How To Configure External Access To A Model Deployment#
Introduction#
Hopsworks supports role-based access control (RBAC) for project members within a project, where a project ML assets can only be accessed by Hopsworks users that are members of that project (See governance).
However, there are cases where you might want to grant external users with access to specific model deployments without them having to register into Hopsworks or to join the project which will give them access to all project ML assets. For these cases, Hopsworks supports fine-grained access control to model deployments based on user groups managed by an external Identity Provider.
Authentication methods
Hopsworks can be configured to use different types of authentication methods including OAuth2, LDAP and Kerberos. See the Authentication Methods Guide for more information.
GUI (for Hopsworks users)#
Step 1: Navigate to a model deployment#
If you have at least one model deployment already created, navigate to the model deployments page by clicking on the Deployments
tab on the navigation menu on the left.
Once in the model deployments page, find the model deployment you want to configure external access and click on the name of the deployment to open the model deployment overview page.
Step 2: Go to External Access#
You can find the external access configuration by clicking on External access
on the navigation menu on the left or scrolling down to the external access section.
Step 3: Add or remove user groups#
In this section, you can add and remove user groups by clicking on edit external user groups
and typing the group name in the text-free input field or selecting one of the existing ones in the dropdown list. After that, click on the save
button to persist the changes.
Case sensitivity
Inference requests are authorized using a case-sensitive exact match between the group names of the user making the request and the group names granted access to the model deployment. Therefore, a user assigned to the group lab1
won't have access to a model deployment accessible by group LAB1
.
GUI (for external users)#
Step 1: Login with the external identity provider#
Navigate to Hopsworks, and click on the Login with
button to sign in using the configured external identity provider (e.g., Keycloak in this example).
Step 2: Explore the model deployments you are granted access to#
Once you sign in to Hopsworks, you can see the list of model deployments you are granted access to based on your assigned groups.
Step 2: Inspect your current groups#
You can find the current groups you are assigned to at the top of the page.
Step 3: Get an API key#
Inference requests to model deployments are authenticated and authorized based on your external user and user groups. You can create API keys to authenticate your inference requests by clicking on the Create API Key
button.
Authorization header
API keys are set in the Authorization
header following the format ApiKey <api-key-value>
Step 4: Send inference requests#
Depending on the type of model deployment, the URI of the model server can differ (e.g., /chat/completions
for LLM deployments or /predict
for traditional model deployments). You can find the corresponding URI on every model deployment card.
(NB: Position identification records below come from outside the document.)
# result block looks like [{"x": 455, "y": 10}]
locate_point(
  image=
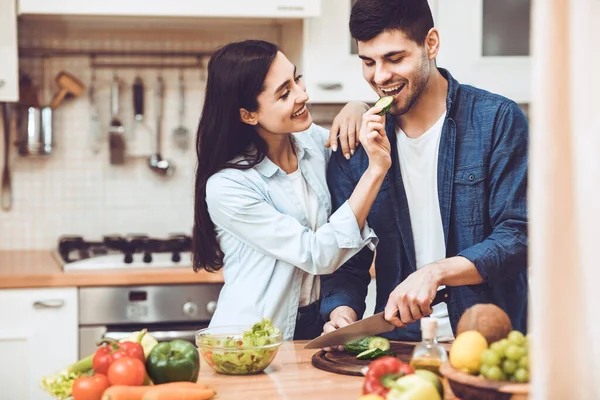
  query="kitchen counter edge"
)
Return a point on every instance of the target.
[{"x": 23, "y": 269}]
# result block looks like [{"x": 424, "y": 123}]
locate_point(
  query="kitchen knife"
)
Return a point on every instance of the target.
[{"x": 370, "y": 326}]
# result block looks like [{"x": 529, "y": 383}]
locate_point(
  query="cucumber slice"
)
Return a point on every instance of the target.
[
  {"x": 386, "y": 103},
  {"x": 369, "y": 354},
  {"x": 379, "y": 343}
]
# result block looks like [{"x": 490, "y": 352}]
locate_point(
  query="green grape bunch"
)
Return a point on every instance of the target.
[{"x": 507, "y": 359}]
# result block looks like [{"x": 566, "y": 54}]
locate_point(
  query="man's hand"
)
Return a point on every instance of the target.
[
  {"x": 338, "y": 318},
  {"x": 411, "y": 300},
  {"x": 346, "y": 126}
]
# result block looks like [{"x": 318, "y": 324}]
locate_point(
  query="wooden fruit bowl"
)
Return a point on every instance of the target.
[{"x": 471, "y": 387}]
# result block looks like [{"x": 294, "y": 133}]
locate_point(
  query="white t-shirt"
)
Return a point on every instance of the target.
[
  {"x": 311, "y": 284},
  {"x": 418, "y": 165}
]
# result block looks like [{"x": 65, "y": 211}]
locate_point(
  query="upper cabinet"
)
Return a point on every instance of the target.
[
  {"x": 331, "y": 67},
  {"x": 485, "y": 43},
  {"x": 175, "y": 8},
  {"x": 330, "y": 63},
  {"x": 9, "y": 88}
]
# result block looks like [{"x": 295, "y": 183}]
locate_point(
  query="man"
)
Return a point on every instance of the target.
[{"x": 452, "y": 211}]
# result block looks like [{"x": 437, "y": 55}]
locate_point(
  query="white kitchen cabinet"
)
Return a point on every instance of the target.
[
  {"x": 175, "y": 8},
  {"x": 485, "y": 43},
  {"x": 9, "y": 87},
  {"x": 38, "y": 336},
  {"x": 330, "y": 64}
]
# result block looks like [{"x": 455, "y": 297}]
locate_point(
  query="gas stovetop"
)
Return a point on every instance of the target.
[{"x": 124, "y": 252}]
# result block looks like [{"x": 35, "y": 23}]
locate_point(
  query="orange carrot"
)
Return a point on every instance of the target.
[
  {"x": 120, "y": 392},
  {"x": 179, "y": 393}
]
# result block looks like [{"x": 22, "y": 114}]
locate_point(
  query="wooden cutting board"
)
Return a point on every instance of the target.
[{"x": 342, "y": 362}]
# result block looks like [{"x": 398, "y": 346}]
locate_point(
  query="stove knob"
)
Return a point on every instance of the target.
[
  {"x": 211, "y": 307},
  {"x": 190, "y": 309}
]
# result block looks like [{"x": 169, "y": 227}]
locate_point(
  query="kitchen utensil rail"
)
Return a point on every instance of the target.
[{"x": 46, "y": 52}]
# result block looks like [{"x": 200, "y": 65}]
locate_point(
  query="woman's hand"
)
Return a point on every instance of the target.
[
  {"x": 375, "y": 141},
  {"x": 346, "y": 125}
]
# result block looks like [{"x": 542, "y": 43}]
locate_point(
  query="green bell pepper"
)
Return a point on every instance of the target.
[{"x": 174, "y": 361}]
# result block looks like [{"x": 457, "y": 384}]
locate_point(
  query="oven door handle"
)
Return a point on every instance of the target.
[{"x": 161, "y": 336}]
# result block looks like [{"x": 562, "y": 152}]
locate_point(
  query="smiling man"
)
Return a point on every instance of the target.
[{"x": 453, "y": 208}]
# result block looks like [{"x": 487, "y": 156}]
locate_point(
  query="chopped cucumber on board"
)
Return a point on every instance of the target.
[{"x": 368, "y": 343}]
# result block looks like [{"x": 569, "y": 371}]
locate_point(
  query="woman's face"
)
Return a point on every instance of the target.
[{"x": 282, "y": 104}]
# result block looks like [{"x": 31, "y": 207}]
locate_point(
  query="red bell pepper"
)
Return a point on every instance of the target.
[
  {"x": 110, "y": 350},
  {"x": 382, "y": 373}
]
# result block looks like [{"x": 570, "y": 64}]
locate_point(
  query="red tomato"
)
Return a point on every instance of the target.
[
  {"x": 89, "y": 387},
  {"x": 127, "y": 371}
]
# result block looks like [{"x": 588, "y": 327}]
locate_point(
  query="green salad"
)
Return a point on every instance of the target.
[{"x": 244, "y": 354}]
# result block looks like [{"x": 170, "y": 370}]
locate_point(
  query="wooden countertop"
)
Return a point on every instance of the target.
[
  {"x": 291, "y": 376},
  {"x": 39, "y": 268}
]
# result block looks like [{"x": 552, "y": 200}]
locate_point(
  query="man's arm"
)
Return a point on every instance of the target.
[
  {"x": 503, "y": 254},
  {"x": 348, "y": 285}
]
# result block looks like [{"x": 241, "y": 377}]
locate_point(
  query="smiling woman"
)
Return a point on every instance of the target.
[{"x": 262, "y": 208}]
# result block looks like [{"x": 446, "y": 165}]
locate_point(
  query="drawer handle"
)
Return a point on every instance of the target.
[
  {"x": 290, "y": 8},
  {"x": 40, "y": 305},
  {"x": 331, "y": 86}
]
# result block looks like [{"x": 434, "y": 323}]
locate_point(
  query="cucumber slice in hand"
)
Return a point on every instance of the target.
[
  {"x": 379, "y": 343},
  {"x": 385, "y": 102}
]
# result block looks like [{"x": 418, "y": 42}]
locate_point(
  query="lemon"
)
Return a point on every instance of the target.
[
  {"x": 465, "y": 353},
  {"x": 370, "y": 397}
]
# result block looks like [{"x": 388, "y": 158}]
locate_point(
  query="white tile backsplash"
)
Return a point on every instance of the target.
[{"x": 74, "y": 190}]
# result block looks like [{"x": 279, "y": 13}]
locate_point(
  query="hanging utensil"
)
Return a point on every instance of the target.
[
  {"x": 95, "y": 127},
  {"x": 156, "y": 162},
  {"x": 141, "y": 133},
  {"x": 68, "y": 85},
  {"x": 116, "y": 131},
  {"x": 6, "y": 196},
  {"x": 181, "y": 134}
]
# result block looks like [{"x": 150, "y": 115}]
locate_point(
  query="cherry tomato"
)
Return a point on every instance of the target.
[
  {"x": 127, "y": 371},
  {"x": 90, "y": 387}
]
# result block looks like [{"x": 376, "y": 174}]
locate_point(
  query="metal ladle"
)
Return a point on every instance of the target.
[{"x": 156, "y": 162}]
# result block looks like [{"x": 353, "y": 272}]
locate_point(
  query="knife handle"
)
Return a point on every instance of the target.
[{"x": 442, "y": 296}]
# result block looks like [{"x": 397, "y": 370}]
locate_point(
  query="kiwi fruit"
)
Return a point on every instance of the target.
[{"x": 488, "y": 319}]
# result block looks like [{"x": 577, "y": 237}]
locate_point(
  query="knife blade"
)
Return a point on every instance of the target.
[{"x": 373, "y": 325}]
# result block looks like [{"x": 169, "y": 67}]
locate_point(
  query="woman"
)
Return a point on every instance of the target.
[{"x": 262, "y": 203}]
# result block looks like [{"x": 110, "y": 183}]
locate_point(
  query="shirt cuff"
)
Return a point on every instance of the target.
[
  {"x": 346, "y": 231},
  {"x": 331, "y": 302},
  {"x": 479, "y": 255}
]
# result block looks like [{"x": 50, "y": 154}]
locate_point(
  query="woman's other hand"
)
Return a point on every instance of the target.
[{"x": 346, "y": 125}]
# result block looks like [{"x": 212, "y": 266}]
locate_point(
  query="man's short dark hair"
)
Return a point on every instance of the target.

In addition to the Authorization
header containing the API key, the Host
header needs to be set according to the model deployment where the inference requests are sent to. This header is used by the ingress to route the inference requests to the corresponding model deployment. You can find the Host
header value in the model deployment card.
Code snippets
For clients sending inference requests using libraries similar to curl or OpenAI API-compatible libraries (e.g., LangChain), you can find code snippet examples by clicking on the Curl >_
and LangChain >_
buttons.
Refreshing External User Groups#
Every time an external user signs in to Hopsworks using a pre-configured authentication method, Hopsworks fetches the external user groups and updates the internal state accordingly. Given that groups can be added/removed from users at any time by the Identity Provider, Hopsworks needs to periodically fetch the external user groups to keep the state updated.
Therefore, external users that want to access model deployments are required to login periodically to ensure they are still part of the allowed groups. The timespan between logins is controlled by the configuration parameter requireExternalUserLoginAfterHours
available during the Hopsworks installation and upgrade.
The requireExternalUserLoginAfterHours
configuration parameter controls the number of hours after which external users are required to sign in to Hopsworks to refresh their external user groups.
Configuring requireExternalUserLoginAfterHours
Allowed values are -1, 0 and greater than 0, where -1 disables the periodic login requirement and 0 disables external access completely for every model deployment.